Memory profiling possibilities in NYTProf

251 views
Skip to first unread message

Jeremy K

unread,
Sep 11, 2009, 6:04:55 PM9/11/09
to Devel::NYTProf Dev
So I made the perhaps unwise move of twitter-kvetching about NYTProf
and memory profiling [0] in which I said: "Perl needs better memory-
use profiling. NYTProf is *amazing* but only addresses CPU usage."

Tim Bunce popped up (hurrah for twitter search functions) and in the
best, most politest, most open-source sort of way, invited me to put
up or shut up [1]: "@trochee Memory profiling of some kind is on the
roadmap for NYTProf, but won't happen soon without help. Want to
contribute?"

and yes, I would like to contribute. I do love Devel::NYTProf, but
AFAICT, there is no memory-use profiling. Followup conversations
(also twittered!) suggested that I should post here to raise the
question and spur Tim into laying out his plans for Devel::NYTProf
memory-profiling support.

WHAT:
What I'd really like from a good memory profiler, is a *non-invasive*
way of finding out the size (perhaps only the maximum size?) and
duration (or at least if it was garbage-collected before termination)
of any variable, whether lexically- or package-scoped. Ideally,
objects could also report their entire size, but that might get
complicated with things like singletons and inside-out objects.

When I say non-invasive, I really mean "in the current spirit of
Devel::NYTProf", in that NYTProf does non-invasive CPU/time profiling
(can you imagine how much you'd have to litter your code with
Benchmark calls to get the same kind of information?). In this
respect, Devel::Size and Devel::Cycle are "invasive", because they
require explicit markup of code one might be interested in.

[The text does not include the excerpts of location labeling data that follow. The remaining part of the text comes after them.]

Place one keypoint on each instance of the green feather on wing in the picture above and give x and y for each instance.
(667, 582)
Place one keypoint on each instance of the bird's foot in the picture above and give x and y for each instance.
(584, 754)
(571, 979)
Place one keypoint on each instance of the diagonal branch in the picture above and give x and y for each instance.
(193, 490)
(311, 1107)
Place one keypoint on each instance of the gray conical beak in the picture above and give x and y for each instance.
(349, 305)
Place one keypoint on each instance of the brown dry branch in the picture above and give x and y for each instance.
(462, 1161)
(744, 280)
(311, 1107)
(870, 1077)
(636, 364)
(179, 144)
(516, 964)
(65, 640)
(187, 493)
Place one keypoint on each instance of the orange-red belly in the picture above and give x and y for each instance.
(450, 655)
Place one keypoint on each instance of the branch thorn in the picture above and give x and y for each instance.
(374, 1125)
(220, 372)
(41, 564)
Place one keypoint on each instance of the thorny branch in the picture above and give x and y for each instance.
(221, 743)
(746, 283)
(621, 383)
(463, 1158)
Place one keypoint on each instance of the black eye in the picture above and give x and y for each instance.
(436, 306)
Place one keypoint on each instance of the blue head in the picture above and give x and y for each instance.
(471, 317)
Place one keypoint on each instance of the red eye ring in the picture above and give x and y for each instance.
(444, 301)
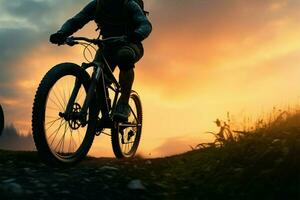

There are some good resources in packages like Devel::Size and
Devel::Cycle that might be folded into such a project. Also, I found
some preliminary work from Jonathan T. Rockaway [2] that looks like it
might be worth giving a poke at.

HOW MUCH:
I'd like to help, with the caveat that I know very little about
perlguts, but I'm a generally savvy programmer and problem-solver.
But I do like tools, and NYTProf is one of my favorites!

--Jeremy

[0] http://twitter.com/trochee/status/3874077719
[1] http://twitter.com/timbunce/status/3884518663
[2] http://blog.jrock.us/articles/Memory%20Profiling%20part%201.pod

Tim Bunce

unread,
Sep 14, 2009, 6:27:43 AM9/14/09
to develnyt...@googlegroups.com
On Fri, Sep 11, 2009 at 03:04:55PM -0700, Jeremy K wrote:
> WHAT:
> What I'd really like from a good memory profiler, is a *non-invasive*
> way of finding out the size (perhaps only the maximum size?) and
> duration (or at least if it was garbage-collected before termination)
> of any variable, whether lexically- or package-scoped. Ideally,
> objects could also report their entire size, but that might get
> complicated with things like singletons and inside-out objects.
>
> When I say non-invasive, I really mean "in the current spirit of
> Devel::NYTProf", in that NYTProf does non-invasive CPU/time profiling
> (can you imagine how much you'd have to litter your code with
> Benchmark calls to get the same kind of information?). In this
> respect, Devel::Size and Devel::Cycle are "invasive", because they
> require explicit markup of code one might be interested in.
>
> There are some good resources in packages like Devel::Size and
> Devel::Cycle that might be folded into such a project. Also, I found
> some preliminary work from Jonathan T. Rockaway [2] that looks like it
> might be worth giving a poke at.

Here's an outline of the landscape (so to speak) as I see it:

Use cases:
- find a memory leak
- see where memory is used in a large process
(code bloat as well as data)

What can be measured:
- process memory - fast but (very) fuzzy, see below
- allocator pools - XXX needs specially compiled perl?
- SV arenas - slow but accurate (though not complete)

When to measure:
- at sub call & return
- at end of process/profiling

Perl has its own memory allocation system with a pool of 'free' memory.
Perl only asks for more memory from the OS when there isn't a *suitably
sized* chunk in its own free pool. And when it does ask for more it asks
for a big chunk which it then manages itself. The key point is: *you
can't draw meaningful conclusions by detecting when perl asks the OS for
more memory*. (Jonathan: "What did I learn from this? Nothing.")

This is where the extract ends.